- Poster for the film
- Directed by: John Gavin
- Written by: Agnes Gavin
- Produced by: John Gavin
- Starring: Harrington Reynolds John Gavin
- Cinematography: Franklyn Barrett
- Production company: Australian Famous Feature Company
- Distributed by: John Gavin
- Release date: 26 February 1917;
- Running time: 44 mins (four reels)
- Country: Australia
- Language: Silent film

= The Murder of Captain Fryatt =

1917 film by John Gavin

Sunday Times 25 Feb 1917

The Murder of Captain Fryatt is a 1917 Australian silent film from John and Agnes Gavin about the execution of Captain Charles Fryatt during World War I.

It is an unofficial follow up to the Gavin's film about the execution of Edith Cavell, The Martyrdom of Nurse Cavell (1916), which had been a huge box office success.

It is considered a lost film.

==Plot==
The Gavins claimed the plot "followed closely the facts contained in the official report of the British Admiralty" about the Fryatt incident, with a Belgian love story added.

The film begins after Fryatt, the commander of a merchant ship, has rammed a German submarine, and has returned to London a hero. German spies seek to track him down. Fryatt goes on another voyage, is captured by the Germans and executed.

==Cast==
- Harrington Reynolds as Captain Charles Fryatt
- John Gavin as Von Kehlen
- Olive Proctor as Mrs. Fryatt
- Augustus Neville
- Charles Villiers
- Roland Watts-Phillips
- Mabel Fish as Baby
- Percy Walshe
- Clara Stevenson
- Elsie Prince

==Production==
The film was a follow-up to Gavin's popular hit The Martyrdom of Nurse Cavell (1916), the success of which enabled Gavin to take out a lease at a studio in North Sydney. He announced plans to make four films continuously, of which this was to be the first.
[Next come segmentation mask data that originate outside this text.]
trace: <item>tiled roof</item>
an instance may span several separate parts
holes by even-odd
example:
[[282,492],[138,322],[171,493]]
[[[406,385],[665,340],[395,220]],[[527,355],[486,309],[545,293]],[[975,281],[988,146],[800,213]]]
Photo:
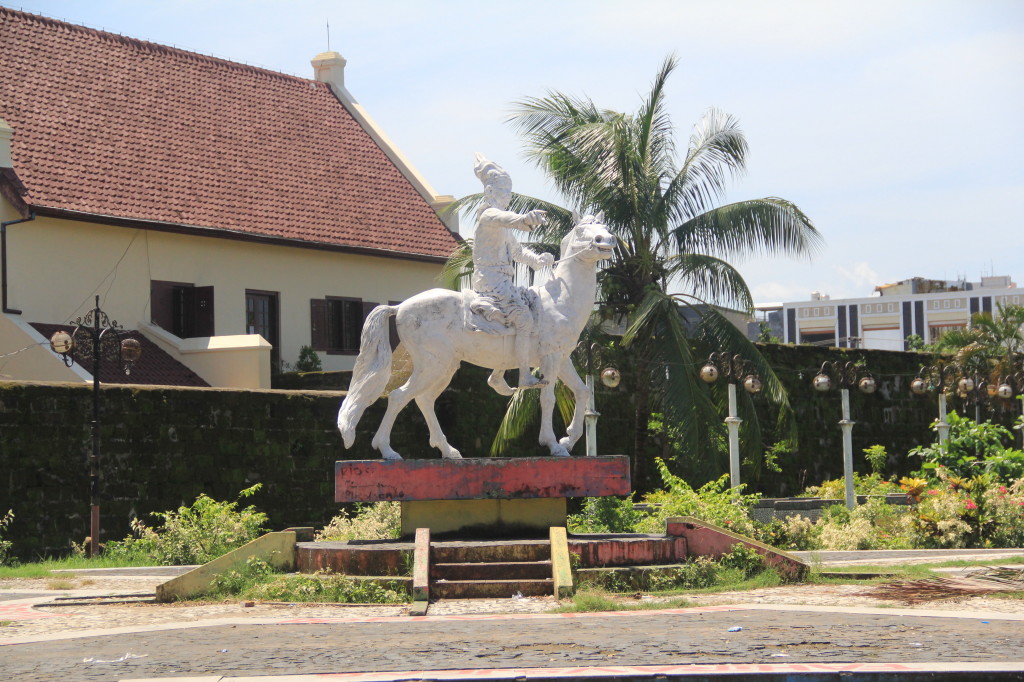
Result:
[[[74,332],[75,328],[66,324],[43,324],[41,322],[31,323],[37,332],[50,338],[53,333],[59,330],[68,333]],[[181,364],[170,355],[165,353],[160,346],[156,345],[137,331],[129,330],[122,332],[122,337],[136,339],[142,344],[142,356],[131,368],[131,374],[125,375],[124,367],[117,362],[109,360],[100,361],[100,381],[105,384],[144,384],[155,386],[209,386],[210,384]],[[107,340],[104,337],[104,347],[113,347],[115,341]],[[73,353],[75,362],[78,363],[89,374],[92,374],[92,355],[83,357],[77,350]]]
[[447,256],[452,233],[330,88],[0,7],[0,118],[40,212]]

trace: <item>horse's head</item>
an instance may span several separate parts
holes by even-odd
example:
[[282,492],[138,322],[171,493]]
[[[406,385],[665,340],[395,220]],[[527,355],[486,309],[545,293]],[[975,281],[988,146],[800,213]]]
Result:
[[574,214],[576,227],[562,240],[561,260],[579,258],[597,262],[612,257],[615,235],[604,226],[604,211],[580,218]]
Fryatt's murder was one of the three best known German atrocities of World War I, the others being the sinking of the RMS Lusitania and the execution of nurse Edith Cavell. Gavin sought official approval from the New South Wales Chief Secretary prior to making the film. This was given, provided the actual execution of Fryatt was not shown.

Production was very swift – Fryatt was killed on 27 July 1916 and filming took place in January 1917. It was ready for screening in February 1917. The script was reportedly based on British admiralty naval reports.
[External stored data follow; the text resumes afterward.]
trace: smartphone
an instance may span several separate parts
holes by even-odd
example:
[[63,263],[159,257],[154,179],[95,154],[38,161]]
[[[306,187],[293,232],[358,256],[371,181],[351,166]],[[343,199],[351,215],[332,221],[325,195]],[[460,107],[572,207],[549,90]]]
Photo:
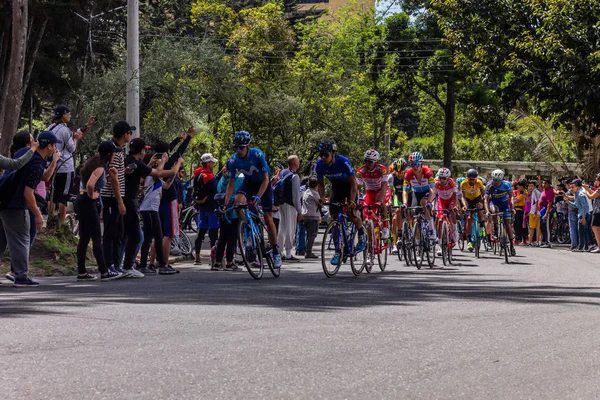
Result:
[[33,131],[33,140],[37,140],[38,135],[40,134],[40,130],[36,129],[35,131]]
[[137,164],[134,162],[127,165],[127,169],[130,171],[135,171],[136,168],[137,168]]
[[165,154],[165,153],[156,153],[154,155],[154,158],[162,158],[163,154]]

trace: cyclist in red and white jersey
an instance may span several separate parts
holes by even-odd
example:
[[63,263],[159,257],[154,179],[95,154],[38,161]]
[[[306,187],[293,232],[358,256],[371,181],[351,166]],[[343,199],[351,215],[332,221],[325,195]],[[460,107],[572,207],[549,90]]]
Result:
[[365,164],[356,171],[356,182],[359,187],[365,185],[365,204],[374,206],[381,203],[381,218],[383,220],[383,229],[381,237],[387,239],[390,235],[390,228],[385,217],[387,215],[386,203],[389,201],[390,192],[388,190],[388,170],[385,165],[379,164],[379,152],[376,150],[367,150],[365,152]]
[[429,167],[423,166],[423,154],[415,151],[408,156],[409,168],[404,174],[404,193],[402,193],[402,202],[408,204],[408,192],[412,189],[413,196],[417,203],[425,208],[425,217],[429,221],[429,235],[436,237],[433,225],[433,215],[427,205],[432,205],[435,199],[435,182],[433,171]]
[[[456,241],[456,209],[458,203],[458,186],[454,179],[450,177],[451,172],[448,168],[440,168],[437,173],[437,179],[435,181],[435,192],[437,194],[437,232],[441,234],[442,230],[442,217],[444,215],[443,210],[450,210],[450,232],[452,234],[452,240]],[[441,249],[439,251],[441,255]]]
Agnes Gavin copyrighted her script on 17 February 1917.

Franklyn Barrett did the photography. In late January one report said "From what I have seen of the negative, Franklin Barrett will be congratulated on the excellence of his photography."
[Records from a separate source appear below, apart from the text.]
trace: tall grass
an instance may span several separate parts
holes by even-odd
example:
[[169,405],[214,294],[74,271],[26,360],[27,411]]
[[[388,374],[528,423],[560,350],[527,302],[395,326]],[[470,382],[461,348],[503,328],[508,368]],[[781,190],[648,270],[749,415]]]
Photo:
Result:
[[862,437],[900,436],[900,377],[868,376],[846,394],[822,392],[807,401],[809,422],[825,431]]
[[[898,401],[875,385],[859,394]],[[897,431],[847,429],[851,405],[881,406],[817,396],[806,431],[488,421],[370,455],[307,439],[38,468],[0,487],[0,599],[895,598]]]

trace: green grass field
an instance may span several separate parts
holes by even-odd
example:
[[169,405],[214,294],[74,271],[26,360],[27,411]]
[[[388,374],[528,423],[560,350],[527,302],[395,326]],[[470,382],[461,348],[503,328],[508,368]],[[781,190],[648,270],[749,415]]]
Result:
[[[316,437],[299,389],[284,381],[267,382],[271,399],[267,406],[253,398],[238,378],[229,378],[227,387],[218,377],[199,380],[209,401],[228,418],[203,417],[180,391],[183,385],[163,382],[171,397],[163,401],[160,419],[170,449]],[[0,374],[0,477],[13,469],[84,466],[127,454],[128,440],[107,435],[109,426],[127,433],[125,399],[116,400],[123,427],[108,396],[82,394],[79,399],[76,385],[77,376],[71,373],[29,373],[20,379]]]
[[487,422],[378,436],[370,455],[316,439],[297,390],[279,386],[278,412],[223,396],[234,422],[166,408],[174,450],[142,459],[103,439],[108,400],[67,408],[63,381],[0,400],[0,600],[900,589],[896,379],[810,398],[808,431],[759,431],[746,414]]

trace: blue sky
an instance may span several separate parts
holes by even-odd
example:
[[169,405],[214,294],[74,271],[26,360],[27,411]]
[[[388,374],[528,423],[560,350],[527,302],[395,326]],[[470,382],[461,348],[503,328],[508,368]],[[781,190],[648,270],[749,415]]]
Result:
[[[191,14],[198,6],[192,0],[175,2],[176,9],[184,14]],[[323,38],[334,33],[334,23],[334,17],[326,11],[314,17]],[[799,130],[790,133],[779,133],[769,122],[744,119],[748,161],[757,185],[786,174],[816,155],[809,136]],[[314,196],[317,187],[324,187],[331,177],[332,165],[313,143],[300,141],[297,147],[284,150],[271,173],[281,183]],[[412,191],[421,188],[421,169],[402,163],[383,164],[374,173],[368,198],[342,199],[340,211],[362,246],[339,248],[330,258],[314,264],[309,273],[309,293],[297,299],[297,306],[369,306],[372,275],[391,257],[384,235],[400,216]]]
During filming a sequence in North Sydney where soldiers raid a haunt of German spies, some bystanders joined in and had to be restrained by the police and John Gavin from smashing the plate glass in front of the shop. Reportedly over five hundred people were involved in the production.

==Reception==
Although the film's tone was similarly anti-German to Nurse Cavell it was not as successful at the box office. However in 1921 Agnes Gavin claimed the film was a "moneymaker".

The Newcastle Northern Times said the film "illustrates the high degree of. perfection attained in moving-picture production in Australia."